Under the direct supervision of the Co-Directors of the Rheumatic Diseases Research Core Center and the Director of the Research Management and Patient Integrated Data (RAPID) Core Center the individual is responsible for the collection, organization, entry, maintenance and accuracy of clinical research data for clinical studies. She/he will collaborate in development & writing of consent forms, in development and preparation of regulatory documents as appropriate and clarifying concerns & questions about new protocols with PI and/or sponsor. This position will support investigators across the Division of Rheumatology. Studies may include longitudinal observational studies as well as interventional clinical trials of investigational medications, devices, or other lifestyle interventions.
Specific duties & responsibilities:
Complete and maintain up to date documentation of human subjects' research training required by the JHM IRB and protocol Sponsors including and not limited to: JHM Research Compliance, HIPAA, Blood borne Pathogens, and CPR.
Attend and participate in staff and division meetings, protocol and research-related meetings and trainings, performance improvement and quality assurance activities, and other meetings as required or assigned.
Advise and assist multiple Investigators in conceptualizing data collection needs and translating these needs into collected data
Assist with developing plans for subject recruitment; advertising and recruitment materials, flyers, and other advertisements in newspapers, websites, or other venues as determined by study team.
Inform potential study subjects about research studies, procedures, and protocol requirements.
Explain the informed consent process to subjects, obtain, and document subject informed consent.
Conduct screening interviews and administer screening questionnaires.
Perform protocol-specific in-service training for research staff
Oversight of the order and inventory of clinical supplies necessary for performance of studies.
Oversight of the coordination for the subject study visits according to study protocol to include vital signs, ECGs, phlebotomy, and obtaining clinical samples.
Design and compile materials which aid physicians and other staff in complying with protocol requirements for these visits and tests.
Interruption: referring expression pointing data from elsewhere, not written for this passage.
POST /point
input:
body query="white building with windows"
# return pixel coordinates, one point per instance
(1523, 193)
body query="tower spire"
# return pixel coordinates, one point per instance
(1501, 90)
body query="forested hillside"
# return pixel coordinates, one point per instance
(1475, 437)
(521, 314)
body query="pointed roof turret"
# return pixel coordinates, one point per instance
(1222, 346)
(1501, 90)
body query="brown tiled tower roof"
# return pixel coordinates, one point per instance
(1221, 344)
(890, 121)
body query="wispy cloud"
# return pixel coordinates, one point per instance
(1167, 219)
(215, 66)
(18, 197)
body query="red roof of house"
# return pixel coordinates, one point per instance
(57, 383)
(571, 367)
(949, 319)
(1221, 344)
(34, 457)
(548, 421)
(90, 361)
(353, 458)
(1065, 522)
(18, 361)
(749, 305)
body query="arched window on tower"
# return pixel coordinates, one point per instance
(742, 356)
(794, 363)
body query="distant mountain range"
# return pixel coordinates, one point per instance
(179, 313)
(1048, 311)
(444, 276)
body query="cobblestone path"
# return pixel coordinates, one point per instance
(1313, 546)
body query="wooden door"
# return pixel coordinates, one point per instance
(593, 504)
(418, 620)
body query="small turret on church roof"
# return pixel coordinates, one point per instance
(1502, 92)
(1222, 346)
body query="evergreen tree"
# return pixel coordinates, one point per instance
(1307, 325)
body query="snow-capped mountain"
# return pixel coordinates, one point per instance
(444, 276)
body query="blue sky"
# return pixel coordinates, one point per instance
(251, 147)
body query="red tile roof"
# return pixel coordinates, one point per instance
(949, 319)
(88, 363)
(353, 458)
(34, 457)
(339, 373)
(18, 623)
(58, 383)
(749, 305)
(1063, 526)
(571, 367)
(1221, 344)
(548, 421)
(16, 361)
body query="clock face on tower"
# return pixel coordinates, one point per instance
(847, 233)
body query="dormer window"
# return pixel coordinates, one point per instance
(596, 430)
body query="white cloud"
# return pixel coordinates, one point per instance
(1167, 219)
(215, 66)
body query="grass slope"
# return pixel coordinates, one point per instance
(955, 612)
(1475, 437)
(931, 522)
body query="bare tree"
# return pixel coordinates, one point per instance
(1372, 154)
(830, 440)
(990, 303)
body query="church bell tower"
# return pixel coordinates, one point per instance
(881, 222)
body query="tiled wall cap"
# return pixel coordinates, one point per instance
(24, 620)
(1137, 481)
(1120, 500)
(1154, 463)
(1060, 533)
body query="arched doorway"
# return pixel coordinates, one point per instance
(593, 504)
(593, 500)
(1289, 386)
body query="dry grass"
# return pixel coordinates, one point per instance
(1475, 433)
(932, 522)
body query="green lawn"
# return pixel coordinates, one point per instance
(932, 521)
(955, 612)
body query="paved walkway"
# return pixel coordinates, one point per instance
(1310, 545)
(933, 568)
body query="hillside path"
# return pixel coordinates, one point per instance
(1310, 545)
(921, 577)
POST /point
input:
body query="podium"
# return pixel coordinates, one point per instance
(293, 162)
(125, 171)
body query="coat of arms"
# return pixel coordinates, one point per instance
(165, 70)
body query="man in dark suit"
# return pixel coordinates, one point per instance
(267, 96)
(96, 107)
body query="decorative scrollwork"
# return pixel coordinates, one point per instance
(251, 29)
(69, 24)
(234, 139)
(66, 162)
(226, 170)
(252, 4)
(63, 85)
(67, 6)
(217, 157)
Collect, compile, and maintain data in a research chart for each patient from a variety of sources.
Record adverse event and side effect data and confer with investigators regarding the reporting of events to oversight agencies.
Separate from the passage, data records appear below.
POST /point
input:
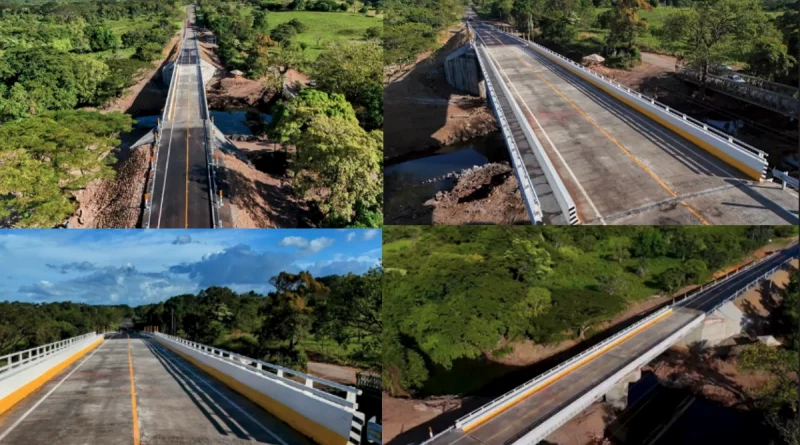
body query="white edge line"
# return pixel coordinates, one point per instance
(27, 413)
(205, 382)
(574, 178)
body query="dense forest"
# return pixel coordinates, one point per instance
(468, 292)
(759, 34)
(335, 319)
(55, 58)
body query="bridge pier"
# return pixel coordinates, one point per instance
(463, 72)
(618, 395)
(718, 326)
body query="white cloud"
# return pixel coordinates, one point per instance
(305, 246)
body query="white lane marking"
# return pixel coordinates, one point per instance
(238, 408)
(563, 161)
(27, 413)
(691, 150)
(169, 148)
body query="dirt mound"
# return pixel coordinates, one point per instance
(232, 92)
(116, 203)
(262, 200)
(483, 195)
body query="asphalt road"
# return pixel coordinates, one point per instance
(515, 422)
(181, 190)
(614, 159)
(91, 403)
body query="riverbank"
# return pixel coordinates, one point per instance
(409, 419)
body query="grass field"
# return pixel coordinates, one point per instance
(326, 26)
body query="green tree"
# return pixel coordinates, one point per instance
(713, 31)
(102, 38)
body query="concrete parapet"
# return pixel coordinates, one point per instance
(463, 73)
(618, 395)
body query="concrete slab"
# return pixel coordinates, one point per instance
(90, 403)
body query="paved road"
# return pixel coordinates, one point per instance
(523, 417)
(613, 159)
(90, 403)
(181, 193)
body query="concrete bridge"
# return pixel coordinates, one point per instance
(531, 412)
(587, 150)
(155, 389)
(182, 189)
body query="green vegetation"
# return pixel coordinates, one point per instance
(333, 152)
(46, 157)
(762, 35)
(56, 57)
(24, 325)
(323, 28)
(459, 293)
(335, 319)
(333, 125)
(412, 27)
(779, 396)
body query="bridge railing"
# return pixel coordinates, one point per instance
(208, 131)
(172, 85)
(786, 179)
(508, 397)
(754, 282)
(747, 91)
(712, 132)
(526, 185)
(22, 359)
(276, 372)
(560, 192)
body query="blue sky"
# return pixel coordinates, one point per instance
(145, 266)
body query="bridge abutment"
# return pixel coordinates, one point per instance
(618, 395)
(463, 73)
(720, 325)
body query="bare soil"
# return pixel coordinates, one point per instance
(768, 131)
(117, 203)
(260, 199)
(340, 374)
(422, 111)
(488, 194)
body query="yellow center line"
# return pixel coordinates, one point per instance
(612, 139)
(133, 397)
(188, 112)
(508, 405)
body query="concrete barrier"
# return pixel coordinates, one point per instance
(42, 363)
(326, 418)
(745, 158)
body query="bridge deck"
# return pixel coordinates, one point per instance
(516, 421)
(612, 158)
(510, 425)
(181, 190)
(90, 403)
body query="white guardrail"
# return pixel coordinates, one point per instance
(528, 193)
(785, 179)
(562, 196)
(740, 155)
(308, 403)
(488, 409)
(208, 129)
(17, 361)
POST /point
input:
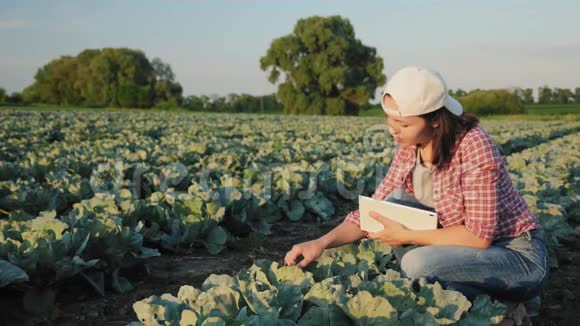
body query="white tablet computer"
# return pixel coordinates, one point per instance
(411, 217)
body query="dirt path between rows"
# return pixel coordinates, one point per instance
(80, 304)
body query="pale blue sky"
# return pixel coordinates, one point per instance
(214, 46)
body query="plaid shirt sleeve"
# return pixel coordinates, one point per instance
(480, 176)
(386, 186)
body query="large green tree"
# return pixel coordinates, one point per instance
(326, 69)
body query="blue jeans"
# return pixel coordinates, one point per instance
(511, 269)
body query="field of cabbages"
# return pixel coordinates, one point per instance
(174, 219)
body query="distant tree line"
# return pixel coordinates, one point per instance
(233, 103)
(546, 95)
(111, 77)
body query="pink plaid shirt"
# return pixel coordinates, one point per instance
(476, 189)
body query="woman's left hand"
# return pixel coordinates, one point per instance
(394, 234)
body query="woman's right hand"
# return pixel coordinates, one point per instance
(309, 250)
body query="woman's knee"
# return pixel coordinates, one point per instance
(416, 263)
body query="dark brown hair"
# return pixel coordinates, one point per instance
(449, 130)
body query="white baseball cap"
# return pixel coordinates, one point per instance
(418, 91)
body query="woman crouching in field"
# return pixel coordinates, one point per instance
(489, 242)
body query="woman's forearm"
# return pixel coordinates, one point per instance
(344, 233)
(456, 235)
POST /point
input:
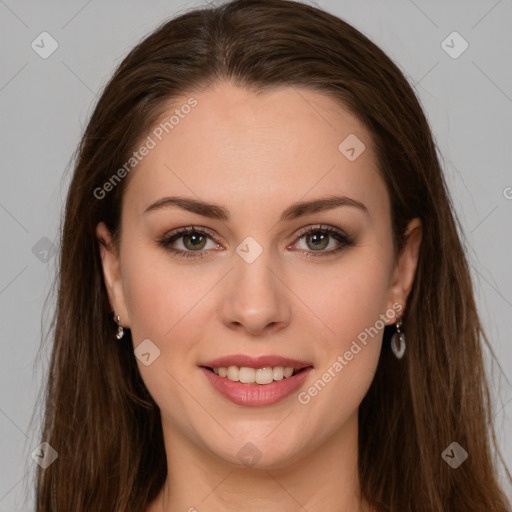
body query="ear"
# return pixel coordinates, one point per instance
(112, 273)
(405, 267)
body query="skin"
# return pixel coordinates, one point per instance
(256, 155)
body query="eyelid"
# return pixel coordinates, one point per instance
(178, 233)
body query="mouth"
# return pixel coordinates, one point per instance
(256, 382)
(262, 376)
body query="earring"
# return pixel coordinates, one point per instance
(398, 338)
(120, 330)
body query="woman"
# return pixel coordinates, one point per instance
(263, 300)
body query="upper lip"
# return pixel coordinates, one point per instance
(256, 362)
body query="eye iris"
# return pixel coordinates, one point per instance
(196, 241)
(319, 239)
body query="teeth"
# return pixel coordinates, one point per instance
(248, 375)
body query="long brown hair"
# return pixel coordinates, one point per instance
(98, 414)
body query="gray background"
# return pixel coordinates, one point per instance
(45, 104)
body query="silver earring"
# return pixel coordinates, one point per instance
(398, 340)
(120, 330)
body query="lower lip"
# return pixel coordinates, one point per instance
(253, 395)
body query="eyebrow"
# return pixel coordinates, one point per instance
(294, 211)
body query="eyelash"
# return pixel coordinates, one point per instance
(343, 239)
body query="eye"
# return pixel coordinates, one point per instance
(193, 240)
(318, 238)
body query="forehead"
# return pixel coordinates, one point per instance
(239, 148)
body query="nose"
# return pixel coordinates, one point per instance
(255, 298)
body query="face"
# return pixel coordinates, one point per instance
(258, 275)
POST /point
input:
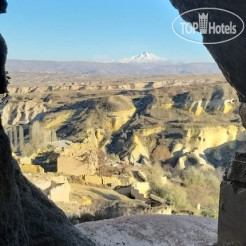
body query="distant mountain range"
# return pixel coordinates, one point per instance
(143, 64)
(144, 57)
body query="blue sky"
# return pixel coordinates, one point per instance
(94, 30)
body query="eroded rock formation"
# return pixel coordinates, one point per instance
(27, 217)
(231, 58)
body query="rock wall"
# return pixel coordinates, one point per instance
(27, 217)
(231, 58)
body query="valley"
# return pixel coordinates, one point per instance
(93, 137)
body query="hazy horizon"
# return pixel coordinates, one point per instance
(94, 31)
Monitor to confirm accuracy and timeliness of protocol procedures and data entries so that data information may be used for presentations and publication.
Prepare for or participate in quality assurance audits conducted by study sponsors, federal agencies, or specially designated review groups.
Identify protocol problems, inform investigators of problems, or assist in problem resolution efforts such as protocol revisions.
Maintain contact with sponsors to schedule and coordinate site visits or to answer questions about study issues.
Respond in a timely manner to special projects or queries related to the data.
Meet with the Principal Investigator to review data accuracy and overall study progress.
Communicate with clinical trial financial management staff to identify procedures, laboratory tests and protocol events that require invoicing to the sponsor as defined in the financial contract.
Participate in relevant protocol, sponsor, and other meetings as required to remain current and increase knowledge of clinical trials.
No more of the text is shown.